About twenty percent of the New Britain Museum’s permanent holdings comprise popular art ephemera, but Pulp Art: The Robert Lesser Collection vaults beyond a nod to historical American curiosities. The show is extensive, and curated with the same attention to research, historical context, and cataloguing as, say, an exhibit of Winslow Homer or Thomas Hart Benton. Original paintings, which were the models for pulp magazine covers, are displayed along with the actual magazines featuring those works on their covers. The paintings jump with remarkably vibrant colors, hardly dimmed by the passage of many decades. They were created for commercial purposes and thus not coated, allowing the colors to retain their brilliance, according to NBMAA Director Douglas Hyland. The fact that the subjects are scantily clad women in peril; visions of strange, futuristic worlds; and fedora-topped gumshoes fighting criminals with blazing .45s only adds to the delightful whiplash effect one feels while viewing these images in a traditional temple of fine art.

“Lowbrow is very highbrow now,” Hyland says. “People love the colors, the situations, and the humor in cartoon, comic, and pulp art.
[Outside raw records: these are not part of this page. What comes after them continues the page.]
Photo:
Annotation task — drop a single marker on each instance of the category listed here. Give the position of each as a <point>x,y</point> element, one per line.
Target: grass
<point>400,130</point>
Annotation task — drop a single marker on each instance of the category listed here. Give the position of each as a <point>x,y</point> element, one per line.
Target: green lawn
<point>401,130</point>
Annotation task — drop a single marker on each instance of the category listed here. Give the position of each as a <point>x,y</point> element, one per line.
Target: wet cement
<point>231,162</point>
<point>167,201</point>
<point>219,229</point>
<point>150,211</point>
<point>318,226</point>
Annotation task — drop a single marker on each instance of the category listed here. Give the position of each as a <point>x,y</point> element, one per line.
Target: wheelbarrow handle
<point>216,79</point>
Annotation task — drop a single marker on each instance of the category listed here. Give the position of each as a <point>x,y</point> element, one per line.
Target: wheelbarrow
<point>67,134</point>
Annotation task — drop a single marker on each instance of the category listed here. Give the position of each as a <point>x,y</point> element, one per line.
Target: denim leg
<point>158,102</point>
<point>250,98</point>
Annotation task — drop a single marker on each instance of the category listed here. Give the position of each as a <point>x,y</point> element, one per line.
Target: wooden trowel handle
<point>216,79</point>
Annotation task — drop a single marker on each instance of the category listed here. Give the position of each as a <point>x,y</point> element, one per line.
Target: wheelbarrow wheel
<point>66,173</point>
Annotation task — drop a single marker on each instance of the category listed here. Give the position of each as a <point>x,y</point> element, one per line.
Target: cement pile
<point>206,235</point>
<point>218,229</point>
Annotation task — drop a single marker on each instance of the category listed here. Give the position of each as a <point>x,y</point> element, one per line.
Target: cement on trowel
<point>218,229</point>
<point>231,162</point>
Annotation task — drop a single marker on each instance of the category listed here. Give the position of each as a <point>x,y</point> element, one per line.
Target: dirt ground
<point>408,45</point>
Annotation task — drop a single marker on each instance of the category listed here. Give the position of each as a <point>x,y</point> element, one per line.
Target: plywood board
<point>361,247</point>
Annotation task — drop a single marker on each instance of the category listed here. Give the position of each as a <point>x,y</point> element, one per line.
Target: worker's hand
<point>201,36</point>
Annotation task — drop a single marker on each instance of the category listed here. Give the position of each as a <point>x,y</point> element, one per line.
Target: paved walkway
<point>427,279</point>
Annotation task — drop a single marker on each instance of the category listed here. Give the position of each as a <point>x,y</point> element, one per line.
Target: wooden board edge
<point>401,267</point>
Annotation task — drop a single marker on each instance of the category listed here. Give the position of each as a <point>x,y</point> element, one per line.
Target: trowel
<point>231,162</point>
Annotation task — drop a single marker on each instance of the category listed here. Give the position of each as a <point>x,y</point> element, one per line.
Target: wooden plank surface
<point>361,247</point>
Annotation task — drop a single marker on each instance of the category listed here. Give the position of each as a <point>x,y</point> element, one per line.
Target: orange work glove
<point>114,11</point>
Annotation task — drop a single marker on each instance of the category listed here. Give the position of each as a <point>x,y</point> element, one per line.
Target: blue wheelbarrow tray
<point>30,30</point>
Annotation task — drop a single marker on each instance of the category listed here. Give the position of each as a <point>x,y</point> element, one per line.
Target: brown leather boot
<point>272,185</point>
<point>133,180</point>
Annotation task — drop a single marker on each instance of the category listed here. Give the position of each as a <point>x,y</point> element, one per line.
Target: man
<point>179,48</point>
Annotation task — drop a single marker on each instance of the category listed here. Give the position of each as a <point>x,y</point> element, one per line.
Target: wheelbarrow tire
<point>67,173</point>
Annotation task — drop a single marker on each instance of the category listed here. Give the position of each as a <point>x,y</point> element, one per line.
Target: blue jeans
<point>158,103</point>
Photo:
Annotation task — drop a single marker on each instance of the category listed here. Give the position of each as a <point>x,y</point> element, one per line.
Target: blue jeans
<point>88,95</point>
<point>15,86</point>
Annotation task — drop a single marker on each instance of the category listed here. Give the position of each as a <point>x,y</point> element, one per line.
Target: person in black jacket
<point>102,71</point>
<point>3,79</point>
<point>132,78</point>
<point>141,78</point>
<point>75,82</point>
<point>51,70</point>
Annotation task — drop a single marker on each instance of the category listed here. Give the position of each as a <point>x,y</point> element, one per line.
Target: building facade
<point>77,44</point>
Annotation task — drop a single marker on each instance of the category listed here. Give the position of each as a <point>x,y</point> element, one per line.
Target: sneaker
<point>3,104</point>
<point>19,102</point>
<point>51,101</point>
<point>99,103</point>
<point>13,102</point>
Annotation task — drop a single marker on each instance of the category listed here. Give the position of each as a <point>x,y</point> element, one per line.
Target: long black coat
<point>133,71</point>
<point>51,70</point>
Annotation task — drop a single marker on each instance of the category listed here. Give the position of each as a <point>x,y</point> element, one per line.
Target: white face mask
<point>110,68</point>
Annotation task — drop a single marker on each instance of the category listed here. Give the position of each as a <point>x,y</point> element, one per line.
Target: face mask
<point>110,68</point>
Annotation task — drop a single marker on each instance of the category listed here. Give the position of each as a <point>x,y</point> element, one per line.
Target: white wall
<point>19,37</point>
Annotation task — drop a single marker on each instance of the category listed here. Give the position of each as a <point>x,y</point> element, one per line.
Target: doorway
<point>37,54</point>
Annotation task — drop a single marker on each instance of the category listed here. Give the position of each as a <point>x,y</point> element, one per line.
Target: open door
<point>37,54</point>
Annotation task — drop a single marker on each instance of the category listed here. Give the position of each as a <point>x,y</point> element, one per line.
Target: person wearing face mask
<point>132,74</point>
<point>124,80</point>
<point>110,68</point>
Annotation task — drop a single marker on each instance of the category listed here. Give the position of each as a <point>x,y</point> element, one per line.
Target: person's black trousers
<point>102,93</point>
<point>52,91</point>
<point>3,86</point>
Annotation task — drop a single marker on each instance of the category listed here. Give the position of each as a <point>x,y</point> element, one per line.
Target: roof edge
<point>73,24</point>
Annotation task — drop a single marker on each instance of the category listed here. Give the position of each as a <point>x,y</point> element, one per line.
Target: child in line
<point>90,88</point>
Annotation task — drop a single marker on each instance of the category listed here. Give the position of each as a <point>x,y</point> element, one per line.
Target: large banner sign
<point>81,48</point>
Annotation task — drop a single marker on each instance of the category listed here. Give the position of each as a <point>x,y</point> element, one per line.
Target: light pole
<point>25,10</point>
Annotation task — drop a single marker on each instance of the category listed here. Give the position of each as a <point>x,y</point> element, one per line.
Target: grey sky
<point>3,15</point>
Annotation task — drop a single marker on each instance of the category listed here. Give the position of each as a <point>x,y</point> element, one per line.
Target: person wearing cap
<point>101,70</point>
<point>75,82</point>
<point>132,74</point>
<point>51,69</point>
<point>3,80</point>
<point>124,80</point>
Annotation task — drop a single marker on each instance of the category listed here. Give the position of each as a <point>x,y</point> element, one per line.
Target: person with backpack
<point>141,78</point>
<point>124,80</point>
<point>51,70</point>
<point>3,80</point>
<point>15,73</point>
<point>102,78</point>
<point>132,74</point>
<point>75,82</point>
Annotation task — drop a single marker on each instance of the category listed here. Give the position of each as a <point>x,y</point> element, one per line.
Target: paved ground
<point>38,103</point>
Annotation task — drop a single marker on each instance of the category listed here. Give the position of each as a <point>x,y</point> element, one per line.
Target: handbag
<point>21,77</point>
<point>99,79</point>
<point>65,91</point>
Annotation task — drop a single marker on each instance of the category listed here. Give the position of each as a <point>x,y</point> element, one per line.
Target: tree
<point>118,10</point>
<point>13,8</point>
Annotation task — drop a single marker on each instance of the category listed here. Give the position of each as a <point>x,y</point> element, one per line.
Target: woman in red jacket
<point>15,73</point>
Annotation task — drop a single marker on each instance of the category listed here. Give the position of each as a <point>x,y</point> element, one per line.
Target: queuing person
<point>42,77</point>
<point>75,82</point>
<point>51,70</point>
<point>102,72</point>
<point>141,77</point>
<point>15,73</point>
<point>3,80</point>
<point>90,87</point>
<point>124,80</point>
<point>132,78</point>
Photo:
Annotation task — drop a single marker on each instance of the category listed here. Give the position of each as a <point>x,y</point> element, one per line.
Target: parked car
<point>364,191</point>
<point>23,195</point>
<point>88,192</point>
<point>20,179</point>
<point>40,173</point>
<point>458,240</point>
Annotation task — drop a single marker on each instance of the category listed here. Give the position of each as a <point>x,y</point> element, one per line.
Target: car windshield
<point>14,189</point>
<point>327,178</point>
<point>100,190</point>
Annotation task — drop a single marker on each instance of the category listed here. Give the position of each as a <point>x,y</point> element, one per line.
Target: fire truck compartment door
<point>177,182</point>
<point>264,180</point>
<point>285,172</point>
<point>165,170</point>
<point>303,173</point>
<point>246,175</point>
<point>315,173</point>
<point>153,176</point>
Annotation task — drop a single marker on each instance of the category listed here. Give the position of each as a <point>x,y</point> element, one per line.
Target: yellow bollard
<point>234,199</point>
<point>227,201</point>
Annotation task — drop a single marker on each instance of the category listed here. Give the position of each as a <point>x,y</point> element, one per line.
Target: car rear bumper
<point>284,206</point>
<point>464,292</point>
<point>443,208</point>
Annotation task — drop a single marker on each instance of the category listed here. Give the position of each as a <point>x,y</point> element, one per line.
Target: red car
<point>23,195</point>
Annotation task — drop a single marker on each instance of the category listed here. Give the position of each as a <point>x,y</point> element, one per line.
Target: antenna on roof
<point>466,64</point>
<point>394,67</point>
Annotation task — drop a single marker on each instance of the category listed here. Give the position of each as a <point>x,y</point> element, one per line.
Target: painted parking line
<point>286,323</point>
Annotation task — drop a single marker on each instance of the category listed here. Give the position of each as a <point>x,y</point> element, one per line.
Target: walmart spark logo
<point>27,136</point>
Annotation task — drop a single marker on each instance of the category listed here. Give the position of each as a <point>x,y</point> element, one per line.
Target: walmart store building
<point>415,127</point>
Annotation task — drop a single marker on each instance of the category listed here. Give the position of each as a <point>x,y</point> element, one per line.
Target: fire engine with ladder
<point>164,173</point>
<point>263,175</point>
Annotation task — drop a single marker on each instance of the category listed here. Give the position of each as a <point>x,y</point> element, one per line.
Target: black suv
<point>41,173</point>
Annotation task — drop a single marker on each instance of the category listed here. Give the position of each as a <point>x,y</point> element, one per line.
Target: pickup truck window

There is no narration, for instance, in abstract expressionism.”

Marc Hempel, Breathtaker (cover illustration for Breathtaker #1), 1990. © Marc Hempel.

Stephanie Plunkett, chief curator at the Rockwell Museum, says that LitGraphic was a natural show for the museum to put together. A Rockwell exhibit of the art of Charles M. Schulz, creator of Peanuts, a few years ago was very successful, Plunkett says. “It was an exciting moment, because it recognized the importance of a comic contributor. Like Rockwell, Schulz reached iconic status in the culture.”

“We are a museum of illustration art,” Plunkett continues. “Visual storytelling is the basis of what we do. We look at all facets of illustration. Pictures made for the masses have tremendous breadth. We saw that graphic novels, long-form comic books, were taking off in a big way. When we started looking at the possibility of doing a show about five years ago, there were just a few publishing houses. Most artists did self-publishing. Now, it’s remarkable to see that every major publisher has a graphic novel imprint. They’re used in schools and popular in libraries. They’re being looked at very differently.”

 

 

Steve Starger is the Connecticut regional reviews editor for Art New England. He is the co-author of Wally’s World: The Brilliant Life and Tragic Death of Wally Wood, The World’s Second-Best Comic Book Artist (Vanguard Productions, 2006).